When I went to the store yesterday to get some salmon, I also asked for a pound of ground pork so I could make some breakfast sausage.  They didn't have any so a got the smallest pork shoulder I could find. It was three pound. i cut off a pound for the sausage and made carnitas with the rest.  I put them in a sandwich with cheeses, apple butter (instead of apple chutney) and I used a store bought brioche instead of sourdough. I didn't use as much blue cheese or as much parm as the recipe but I doubled everything else to make four sandwiches.  We ended up only eating two and a half. They turned out really good.
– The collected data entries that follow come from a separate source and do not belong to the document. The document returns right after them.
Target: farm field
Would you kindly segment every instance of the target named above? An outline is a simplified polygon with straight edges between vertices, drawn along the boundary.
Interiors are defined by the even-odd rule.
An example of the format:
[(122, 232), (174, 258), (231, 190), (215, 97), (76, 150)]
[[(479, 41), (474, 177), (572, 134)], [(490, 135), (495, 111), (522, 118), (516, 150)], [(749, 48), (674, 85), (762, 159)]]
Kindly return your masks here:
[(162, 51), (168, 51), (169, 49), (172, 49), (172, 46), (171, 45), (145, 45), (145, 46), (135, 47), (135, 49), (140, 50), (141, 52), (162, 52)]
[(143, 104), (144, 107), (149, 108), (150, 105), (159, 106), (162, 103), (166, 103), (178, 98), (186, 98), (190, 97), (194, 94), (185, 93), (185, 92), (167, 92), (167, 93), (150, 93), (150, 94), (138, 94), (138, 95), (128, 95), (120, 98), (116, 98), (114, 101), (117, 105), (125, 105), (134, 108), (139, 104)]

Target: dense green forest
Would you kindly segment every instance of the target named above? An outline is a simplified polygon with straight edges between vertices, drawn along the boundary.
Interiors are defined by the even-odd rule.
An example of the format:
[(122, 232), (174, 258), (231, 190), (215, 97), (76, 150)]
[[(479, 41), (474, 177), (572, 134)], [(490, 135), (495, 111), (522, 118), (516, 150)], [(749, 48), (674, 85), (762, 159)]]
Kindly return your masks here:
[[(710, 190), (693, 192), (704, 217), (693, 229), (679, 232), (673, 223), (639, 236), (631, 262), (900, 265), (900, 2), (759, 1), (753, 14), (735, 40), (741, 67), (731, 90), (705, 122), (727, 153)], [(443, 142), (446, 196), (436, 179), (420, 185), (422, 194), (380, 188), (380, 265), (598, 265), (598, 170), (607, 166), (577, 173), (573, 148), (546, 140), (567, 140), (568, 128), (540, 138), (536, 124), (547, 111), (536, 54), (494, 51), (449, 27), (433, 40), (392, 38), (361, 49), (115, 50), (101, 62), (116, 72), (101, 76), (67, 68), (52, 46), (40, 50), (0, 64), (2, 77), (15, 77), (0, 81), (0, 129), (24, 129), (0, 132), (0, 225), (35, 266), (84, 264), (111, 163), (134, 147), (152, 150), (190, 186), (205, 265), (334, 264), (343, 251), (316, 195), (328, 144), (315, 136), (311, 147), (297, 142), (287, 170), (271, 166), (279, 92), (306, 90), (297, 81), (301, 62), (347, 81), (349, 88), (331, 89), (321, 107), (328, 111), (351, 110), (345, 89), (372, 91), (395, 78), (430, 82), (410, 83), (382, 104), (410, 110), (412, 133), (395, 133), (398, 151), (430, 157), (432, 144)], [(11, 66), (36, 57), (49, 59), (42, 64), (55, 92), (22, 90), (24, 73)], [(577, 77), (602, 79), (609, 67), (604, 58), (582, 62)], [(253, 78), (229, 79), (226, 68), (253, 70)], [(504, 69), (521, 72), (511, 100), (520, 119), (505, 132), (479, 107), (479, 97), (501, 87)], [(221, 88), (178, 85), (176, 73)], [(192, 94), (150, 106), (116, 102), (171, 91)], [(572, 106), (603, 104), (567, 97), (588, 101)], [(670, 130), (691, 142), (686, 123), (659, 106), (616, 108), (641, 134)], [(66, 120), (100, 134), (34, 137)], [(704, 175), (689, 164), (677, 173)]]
Carnitas and  Chutney Grilled Cheese Sandwich

CARNITAS

:

  • 2 pounds boneless pork shoulder
  • 2 teaspoons kosher salt
  • 1 teaspoon freshly ground black pepper
  • 1 tablespoon neutral oil
    (such as canola)
  • 1 orange, halved
  • 1 cup whole milk
  • 5 thyme sprigs
  • 1 bay leaf

GRILLED CHEESE SANDWICH

:

  • 1 ounce Verde Capra blue cheese or other blue cheese, crumbled
  • 1 ounce aged white cheddar cheese, shredded
  • 1/2 ounce Parmesan cheese, grated
  • 1 tablespoon minced parsley
  • 1 teaspoon finely minced shallot
  • 1 tablespoon mayonnaise
  • 1 teaspoon whole-grain mustard
  • 2 artisan organic sourdough bread slices, lightly toasted
  • 3 tablespoons store-bought spiced apple chutney or preserves
  • 2 tablespoons unsalted butter

How to Make It

Step 1    

Make the carnitas. Preheat oven to 275°F. Season pork shoulder with salt and pepper. Heat oil in a large Dutch oven over moderate heat. Sear pork shoulder until golden brown all over, 5 to 6 minutes per side. Remove pork from pan. Pour off drippings and discard. Return pork to pan and squeeze juice from orange halves over pork. Add spent rinds to pan along with milk, thyme, and bay leaf. Cover with a lid or two layers of aluminum foil. Roast in preheated oven until very tender, pork is sizzling in fat, and a meat thermometer registers 195°F, 3 to 4 hours. Let pork rest for 20 minutes. Shred pork, discarding any large pieces of fat.


Step 2    

Make the grilled cheese: In a small bowl, fold together the blue cheese, cheddar, Parmesan, parsley, and shallot. In a second small bowl, stir together the mayonnaise and mustard.


Step 3    

Spread each slice of bread with the mayonnaise-mustard mixture. Top one slice with cheese mixture, 1/3 cup carnitas, and chutney, then top with remaining bread slice.


Step 4    

Melt butter in a cast-iron skillet or griddle over moderate heat. Press the sandwich and top with another skillet or heavy, heatproof plate. Cook until bread is golden and cheese is melted, about 5 minutes per side.